Page 1 of 1 [ 4 posts ] 

IntellectualCat
Pileated woodpecker
Pileated woodpecker

User avatar

Joined: 24 Oct 2013
Gender: Male
Posts: 175

09 Apr 2015, 12:09 pm

I have been forced to socialize. People keep on trying to explain to me that I need to do it because they don't want me to be totally lost when I go to college. Also, they for some reason think I want to avoid all social interaction. That is not true; if it is truly necessary, I would do it if I'm doing emotionally well.

I have gotten forced into making commitments because of this. I have gotten into situations in which I had to break those promises. One time, I promised to socialize at any opportunity because I was convinced that would be good for me. However, I ended up being seriously drained after doing it for a while.

They often say socializing will become more comfortable for me after doing it a lot, but when I made that commitment, I never became more comfortable doing it.

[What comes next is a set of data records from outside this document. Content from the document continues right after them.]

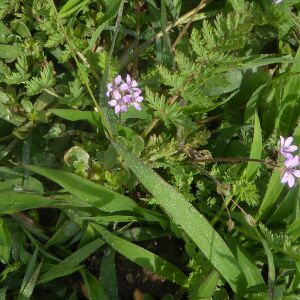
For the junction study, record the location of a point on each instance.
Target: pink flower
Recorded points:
(123, 94)
(286, 148)
(290, 173)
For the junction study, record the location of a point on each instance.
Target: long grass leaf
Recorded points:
(143, 257)
(189, 219)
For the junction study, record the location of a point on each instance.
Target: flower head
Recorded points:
(286, 148)
(124, 93)
(290, 173)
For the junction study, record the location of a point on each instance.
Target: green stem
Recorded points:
(105, 121)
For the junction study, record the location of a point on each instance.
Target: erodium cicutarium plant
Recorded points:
(123, 94)
(291, 162)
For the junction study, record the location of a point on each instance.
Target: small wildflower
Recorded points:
(290, 173)
(123, 94)
(286, 148)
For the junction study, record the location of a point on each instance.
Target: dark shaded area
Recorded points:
(134, 281)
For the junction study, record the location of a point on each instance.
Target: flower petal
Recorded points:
(288, 141)
(124, 87)
(291, 148)
(116, 94)
(136, 106)
(117, 109)
(287, 155)
(291, 181)
(128, 79)
(123, 108)
(126, 98)
(289, 178)
(113, 102)
(292, 162)
(118, 79)
(139, 99)
(296, 173)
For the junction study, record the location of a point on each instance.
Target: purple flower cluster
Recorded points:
(291, 162)
(123, 94)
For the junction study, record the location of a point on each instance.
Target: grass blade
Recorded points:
(71, 263)
(94, 287)
(256, 149)
(143, 257)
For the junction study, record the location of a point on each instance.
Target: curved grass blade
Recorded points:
(71, 263)
(189, 219)
(108, 273)
(256, 149)
(13, 202)
(142, 257)
(273, 191)
(207, 288)
(94, 287)
(72, 6)
(29, 287)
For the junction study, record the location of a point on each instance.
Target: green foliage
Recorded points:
(165, 194)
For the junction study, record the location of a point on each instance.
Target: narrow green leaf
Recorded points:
(77, 115)
(95, 194)
(29, 270)
(238, 5)
(189, 219)
(29, 287)
(143, 257)
(256, 150)
(5, 242)
(271, 266)
(110, 14)
(108, 274)
(285, 209)
(10, 51)
(3, 294)
(72, 6)
(63, 234)
(273, 191)
(207, 288)
(71, 263)
(252, 273)
(290, 110)
(14, 202)
(15, 177)
(294, 229)
(94, 286)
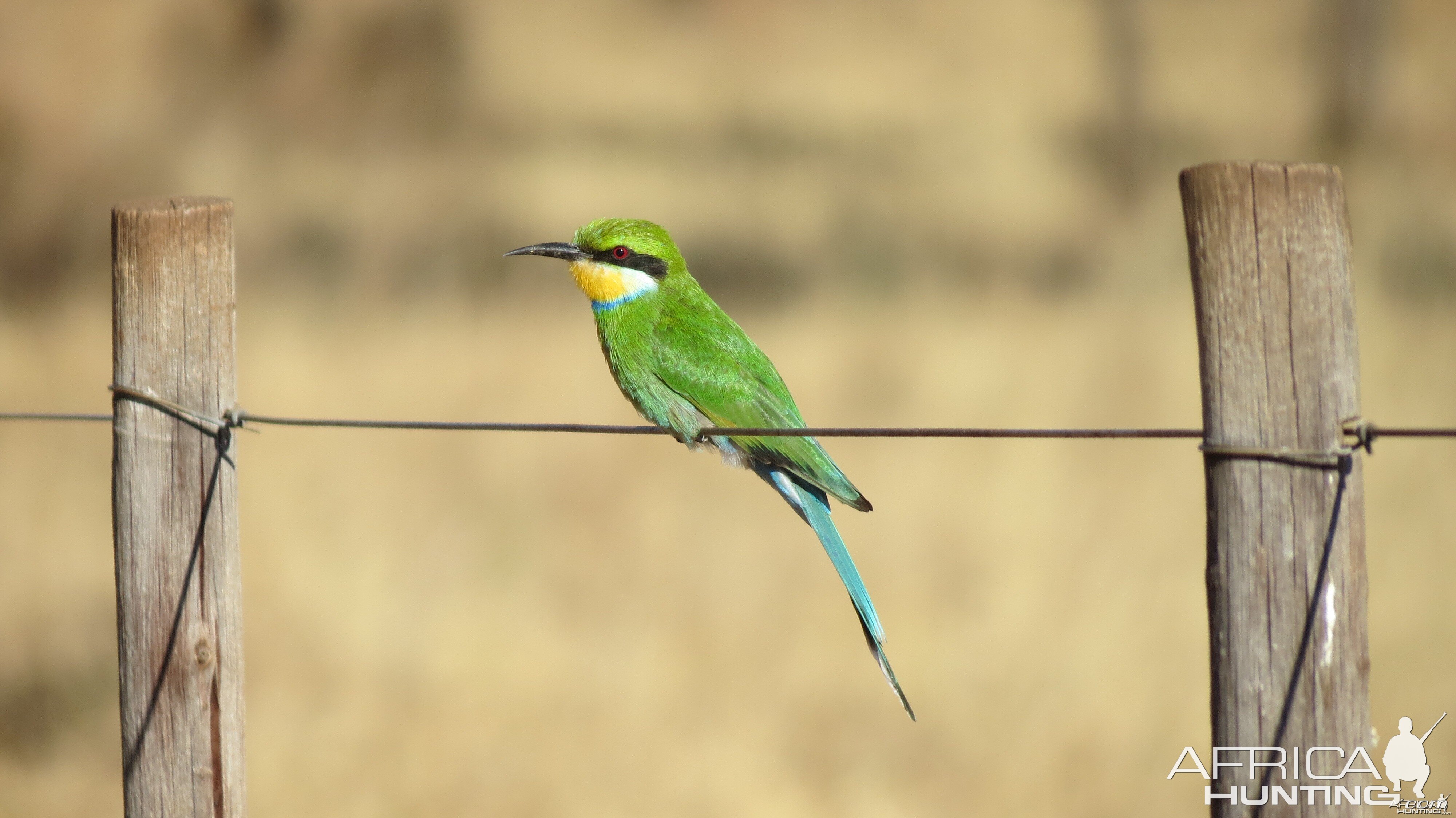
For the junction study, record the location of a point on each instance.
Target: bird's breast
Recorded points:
(611, 286)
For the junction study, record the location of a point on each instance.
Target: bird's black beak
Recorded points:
(554, 250)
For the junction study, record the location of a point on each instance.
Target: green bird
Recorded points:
(687, 366)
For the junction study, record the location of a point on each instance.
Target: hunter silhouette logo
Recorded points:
(1406, 758)
(1273, 775)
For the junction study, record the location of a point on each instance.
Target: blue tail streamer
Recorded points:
(812, 506)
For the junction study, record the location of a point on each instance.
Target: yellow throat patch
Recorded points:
(611, 285)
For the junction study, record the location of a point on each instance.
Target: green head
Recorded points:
(617, 260)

This one of the things that is responsible for my low self-esteem. What they are doing makes me feel like there is no place for me in society, as I am nonconformist (though that part has been resolved) and am extremely introverted. Ironically, that makes me want to avoid social interaction even when I have to, which isn't the case when I'm not dealing with issues like this.

I'm not sure how to explain to them that forcing me to socialize is creating problems.



starkid
Veteran
Veteran

User avatar

Joined: 9 Feb 2012
Gender: Female
Posts: 5,812
Location: California Bay Area

11 Apr 2015, 9:33 pm

You could simply say, "forcing me to socialize is creating problems for me." Although I doubt that anyone is literally forcing you.



xenocity
Veteran
Veteran

User avatar

Joined: 8 Dec 2014
Age: 40
Gender: Male
Posts: 2,282
Location: Metro Detroit Michigan

11 Apr 2015, 9:35 pm

They aren't wrong...!

You do need to learn how to network at the very least by the time you declare a major.


_________________
Something.... Weird... Something...


superpentil
Sea Gull
Sea Gull

User avatar

Joined: 22 Sep 2014
Gender: Female
Posts: 203

11 Apr 2015, 9:40 pm

In situations like those, I just refuse and ignore to the best of my abilities. There is no point in faking things like if I want to socialize or not. There are ways to get by without talking to people. In fact, the times I do socialize I realize that is was a huge waste of time and effort, as well as sometimes I end up either doing stuff for others or somehow getting screwed over in/by some sort of deal.

I highly recommend not socializing if possible.


_________________
"Sometimes I've believed as many as six impossible things before breakfast."